Hoje nos meus momentos de introspeção vem-me sempre à cabeça o provérbio “Não há mal que sempre dure, nem bem que não acabe” e como a experiência me diz que os provérbios são sábios, e o bem ou o bom se está a acabar, vamos entra num mal ou no mau , que embora não vá durar para sempre, nos deixa a certeza de que com a morte do nosso mundo rural, morrem os sabores e saberes rurais, muitas tradições e toda uma cultura e que no futuro, seja ele qual for, vai fazer parte da história, só da história porque já não vai existir.

1600-gondar (163)

 Foto 6 – Casa típica rural (tomada há 6 dias atrás)

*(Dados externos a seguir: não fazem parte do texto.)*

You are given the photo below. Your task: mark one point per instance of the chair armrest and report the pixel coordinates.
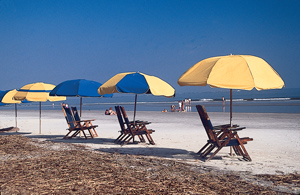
(236, 128)
(87, 120)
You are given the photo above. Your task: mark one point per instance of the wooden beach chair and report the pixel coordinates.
(75, 127)
(86, 123)
(136, 128)
(221, 136)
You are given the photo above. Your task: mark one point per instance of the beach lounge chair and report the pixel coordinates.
(221, 136)
(125, 133)
(75, 127)
(136, 128)
(87, 123)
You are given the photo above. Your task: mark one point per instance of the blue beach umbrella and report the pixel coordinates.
(78, 88)
(137, 83)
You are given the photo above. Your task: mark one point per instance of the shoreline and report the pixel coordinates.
(179, 136)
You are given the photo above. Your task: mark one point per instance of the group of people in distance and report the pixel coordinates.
(110, 112)
(184, 106)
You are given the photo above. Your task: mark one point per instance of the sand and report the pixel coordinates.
(179, 136)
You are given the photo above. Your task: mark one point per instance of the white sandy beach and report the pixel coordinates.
(275, 149)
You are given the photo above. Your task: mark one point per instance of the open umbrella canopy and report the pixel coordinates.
(137, 83)
(6, 97)
(79, 88)
(232, 72)
(37, 92)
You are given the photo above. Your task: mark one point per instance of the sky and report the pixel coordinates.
(56, 40)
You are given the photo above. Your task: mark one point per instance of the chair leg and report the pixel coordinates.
(199, 152)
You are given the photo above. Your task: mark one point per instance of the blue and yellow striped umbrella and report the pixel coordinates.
(137, 83)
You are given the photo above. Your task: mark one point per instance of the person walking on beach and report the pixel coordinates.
(180, 104)
(223, 99)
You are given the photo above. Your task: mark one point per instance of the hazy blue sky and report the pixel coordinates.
(56, 40)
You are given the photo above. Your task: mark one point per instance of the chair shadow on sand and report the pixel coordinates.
(143, 150)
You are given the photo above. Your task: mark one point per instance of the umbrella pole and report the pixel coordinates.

Para explicar melhor este palavreado vamos recorrer às imagens de hoje. Nas quatro primeiras imagens (de há 6 dias atrás) é um pouco do mundo rural que ainda existe e que dá gosto apreciar. Os campos cultivados, os frutos nas árvores, alguns que nem em todos os lados se encontram, e por último as capelas que graças a fé de poucos ainda vão mantendo a sua dignidade, mas são olhares seletivos que deixaram de fora a realidade do abandono. A quinta imagem é de uma casa tipicamente rural de Gondar e que foi tomada no ano de 2008, já então desabitada mas em razoável estado de conservação. A foto 6 e 7 são da mesma construção no seu estado atual, e este é só um exemplo da maioria do casario da aldeia, abandonado e em ruinas.

1600-gondar (168)

 Foto 7 – Vende-se

E é este o Portugal que temos. Um vendido e endividado e um outro que se vende e ninguém quer, porque não tem escolas, não tem hospitais, não tem gente nem onde o verbo subsistir se possa ou consiga conjugar, pois já não há forças nem meios para manter o “stare” de pé.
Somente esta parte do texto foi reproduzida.